## Homework 5
## Improving prediction Homework 3
## Prediction of non funded projects using cross validation
Machine Learning for Public Policy

Camilo Arias

- load, clean and transform functions in pipeline.py

- classifiers in classifiers.py

- Functions to run cross validation in prediction.py


## Improvements

- Feature generation after split
- Includes Bagging
- Calculares precision and recall for top-k% and not for absolute threshold. The same for the plots.
- Uses one function called run_model to build any classifier
- Runs every classifier with different parameters
- Leaves 6 months for temporal holdouts.

In [1]:
%load_ext autoreload
%autoreload 2
import numpy as np
import pandas as pd
import matplotlib.pyplot as plt
import pipeline as ppln
import classifiers as classif
import prediction
from sklearn.model_selection import train_test_split
from sklearn.model_selection import TimeSeriesSplit
import warnings; warnings.simplefilter('ignore')

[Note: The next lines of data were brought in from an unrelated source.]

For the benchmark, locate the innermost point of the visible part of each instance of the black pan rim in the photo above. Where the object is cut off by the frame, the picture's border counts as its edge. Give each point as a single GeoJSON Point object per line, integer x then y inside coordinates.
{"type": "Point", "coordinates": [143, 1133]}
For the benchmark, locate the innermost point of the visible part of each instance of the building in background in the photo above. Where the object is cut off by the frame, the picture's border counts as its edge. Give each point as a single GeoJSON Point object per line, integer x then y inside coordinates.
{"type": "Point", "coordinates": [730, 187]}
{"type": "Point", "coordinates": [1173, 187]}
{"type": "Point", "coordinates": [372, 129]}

## Parameters of the model

In [12]:
params = {
    'days': 60,
    'test_days': 180,
    'cross_ks': 3,
    'test_size': 0.3,
    'discretize_bins': 4,
    'work_with_sample': 1,
    'seed': 1234,
    'n_bins': 4,
    'top_ks': [0.01, 0.05, 0.1, 0.2, 0.3],
    'id_columns': ['projectid', 'teacher_acctid', 'schoolid'],
    'cols_to_drop': ['datefullyfunded'],
    'model_params': {
    'KNN': {'k': [5, 10],
            'weights': ['uniform', 'distance'],
            'metric': ['euclidean', 'manhattan', 'minkowski']},
    'decision_tree': {'criterion': ['gini', 'entropy'],
                      'max_depth': [20, 30, 40]},

    'logistic_reg': {'C': [10**-2, 1 , 10**2],
                     'penalty': ['l1', 'l2'],
                     'fit_intercept': [True, False]},

    'svm': {'C': [10**-2, 10**-1, 1 , 10, 10**2]},

    'random_forest': {'criterion': ['gini', 'entropy'],
                      'max_depth': [10, 15],
                      'n_estimators': [80, 100, 150]},

    'gradient_boost': {'max_depth': [10, 15],
                       'n_estimators': [80, 100, 150],
                       'loss': ['deviance', 'exponential']},
    'bagging': {'base_estimator': [None],
                'n_estimators': [80, 100, 150]}}
}
outcome_var = "not_funded_in_{}_days".format(params['days'])

In [3]:
models = ppln.get_all_combinations(params['model_params'])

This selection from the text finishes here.